Either direct USB or a card reader will work just fine. The direct USB connection to the camera is (generally) much slower, but is safer for your memory since handling is the major cause of failure. If you are carefull, that isn't a big issue. If you are not carefull, you are likely to have problems whichever way you do it. I use the camera's USB connection and haven't had a problem in four years.
If you have another use for an AC adapter (studio), I'd suggest starting with using the camera's USB connection. If the slow transfer really bugs you after doing that for a while, then get a card reader.
Pay very close attention to Mikefellh's last two points. Doing otherwise is one of common sources of problems.
1) I prefer using the reader over the camera because the reader is usually faster than the camera connection. Also there's less risk of frying the camera with the USB connection.

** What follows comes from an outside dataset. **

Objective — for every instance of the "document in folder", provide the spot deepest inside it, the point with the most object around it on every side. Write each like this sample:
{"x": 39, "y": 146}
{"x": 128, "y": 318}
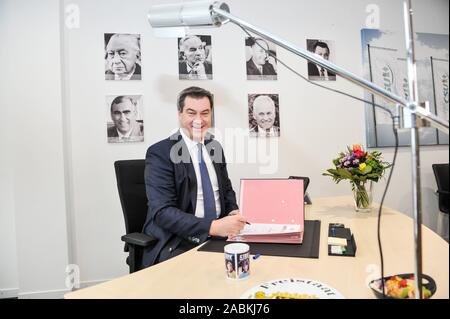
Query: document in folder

2) When it comes to transferring files, I COPY, not MOVE the files...this way there's no writing to the card unlike a MOVE command which deletes files as you go...in the case of your computer locking up, or a brownout, you would still have all your pictures on your card and there's less chance of corrupting a card. I only erase the pictures (using the camera's erase/format function) AFTER I make sure they were transferred properly.
3) Format ONLY in the camera. Computers, especially XP, can corrupt cards.
I should add that I haven't lost a picture in two years in following this proceedure.